Arindam Banerjee, an associate professor of mechanical engineering and mechanics, studies the dynamics of materials in extreme environments. He and his team have built several devices to effectively investigate the dynamics of fluids and other materials under the influence of high acceleration and centrifugal force.
One area of interest is Rayleigh-Taylor instability, which occurs between materials of different densities when the density and pressure gradients are in opposite directions, creating an unstable stratification.
“In the presence of gravity―or any accelerating field―the two materials penetrate one another like ‘fingers,’” says Banerjee.
According to Banerjee, the understanding of the instability is mostly confined to fluids (liquids or gases). Not much is known about the evolution of the instability in accelerated solids. The short time scales and large measurement uncertainties of accelerated solids make investigating this kind of material very challenging.
Banerjee and his team have succeeded in characterizing the interface between an elastic-plastic material and a light material under acceleration. They discovered that the onset of the instability―or “instability threshold”―was related to the size of the amplitude (perturbation) and wavelength (distance between crests of a wave) applied.

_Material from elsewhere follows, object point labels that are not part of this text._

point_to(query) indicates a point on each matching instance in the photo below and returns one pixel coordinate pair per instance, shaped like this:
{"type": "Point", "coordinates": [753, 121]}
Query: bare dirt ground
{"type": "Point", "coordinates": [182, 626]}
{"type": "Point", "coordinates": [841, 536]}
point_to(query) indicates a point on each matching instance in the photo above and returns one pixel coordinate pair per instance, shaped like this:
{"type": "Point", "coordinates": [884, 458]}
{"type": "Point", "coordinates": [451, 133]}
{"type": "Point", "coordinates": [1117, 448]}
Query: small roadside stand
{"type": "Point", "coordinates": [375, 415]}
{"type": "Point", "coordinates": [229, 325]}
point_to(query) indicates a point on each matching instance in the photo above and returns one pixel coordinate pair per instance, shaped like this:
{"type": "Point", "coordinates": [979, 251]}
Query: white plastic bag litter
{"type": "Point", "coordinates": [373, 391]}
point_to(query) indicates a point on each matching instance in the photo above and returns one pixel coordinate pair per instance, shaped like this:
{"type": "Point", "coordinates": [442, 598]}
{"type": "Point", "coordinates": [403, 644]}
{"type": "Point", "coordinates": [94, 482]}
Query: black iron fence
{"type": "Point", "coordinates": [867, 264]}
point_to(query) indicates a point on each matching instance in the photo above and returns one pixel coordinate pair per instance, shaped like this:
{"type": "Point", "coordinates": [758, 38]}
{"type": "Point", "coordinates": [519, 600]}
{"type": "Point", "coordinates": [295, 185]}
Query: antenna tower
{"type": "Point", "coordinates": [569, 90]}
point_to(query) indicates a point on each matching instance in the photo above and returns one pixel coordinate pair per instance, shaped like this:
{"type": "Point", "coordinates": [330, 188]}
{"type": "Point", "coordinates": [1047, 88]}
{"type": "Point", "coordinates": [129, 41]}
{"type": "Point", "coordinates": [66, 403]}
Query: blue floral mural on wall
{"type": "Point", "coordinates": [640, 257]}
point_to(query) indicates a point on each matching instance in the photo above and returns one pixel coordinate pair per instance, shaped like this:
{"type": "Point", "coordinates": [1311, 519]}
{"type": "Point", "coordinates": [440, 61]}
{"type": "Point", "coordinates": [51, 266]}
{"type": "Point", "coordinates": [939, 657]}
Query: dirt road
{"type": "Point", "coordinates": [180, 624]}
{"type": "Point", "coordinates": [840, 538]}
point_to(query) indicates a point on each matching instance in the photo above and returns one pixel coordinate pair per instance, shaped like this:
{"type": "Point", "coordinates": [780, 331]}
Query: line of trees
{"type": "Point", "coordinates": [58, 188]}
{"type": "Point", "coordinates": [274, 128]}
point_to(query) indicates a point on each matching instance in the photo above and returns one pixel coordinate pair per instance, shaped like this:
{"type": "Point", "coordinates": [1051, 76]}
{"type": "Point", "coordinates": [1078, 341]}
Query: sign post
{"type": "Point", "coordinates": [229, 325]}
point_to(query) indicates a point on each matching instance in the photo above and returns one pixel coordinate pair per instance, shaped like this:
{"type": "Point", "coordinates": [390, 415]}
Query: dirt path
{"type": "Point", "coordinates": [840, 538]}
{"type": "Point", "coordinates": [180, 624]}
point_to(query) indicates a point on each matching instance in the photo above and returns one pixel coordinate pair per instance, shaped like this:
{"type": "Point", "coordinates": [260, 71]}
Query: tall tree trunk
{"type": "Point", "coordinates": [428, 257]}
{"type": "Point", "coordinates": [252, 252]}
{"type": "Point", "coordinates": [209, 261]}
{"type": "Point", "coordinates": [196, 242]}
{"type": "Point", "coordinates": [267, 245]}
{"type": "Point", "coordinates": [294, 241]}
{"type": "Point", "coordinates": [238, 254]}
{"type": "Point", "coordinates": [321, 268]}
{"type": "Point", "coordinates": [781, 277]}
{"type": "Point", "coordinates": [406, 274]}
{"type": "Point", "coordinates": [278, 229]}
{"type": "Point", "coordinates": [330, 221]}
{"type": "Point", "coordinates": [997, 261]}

Their results showed that for both two-dimensional and three-dimensional perturbations (or motions), a decrease in initial amplitude and wavelength produced a more stable interface, thereby increasing the acceleration required for instability.
These results are described in a paper published in Physical Review E called “Rayleigh-Taylor-instability experiments with elastic-plastic materials.” In addition to Banerjee, co-authors include Rinosh Polavarapu (a current Ph.D. student) and Pamela Roach (a former M.S. student) in Banerjee’s group.
“There has been an ongoing debate in the scientific community about whether instability growth is a function of the initial conditions or a more local catastrophic process,” says Banerjee. “Our experiments confirm the former conclusion: that interface growth is strongly dependent on the choice of initial conditions, such as amplitude and wavelength.”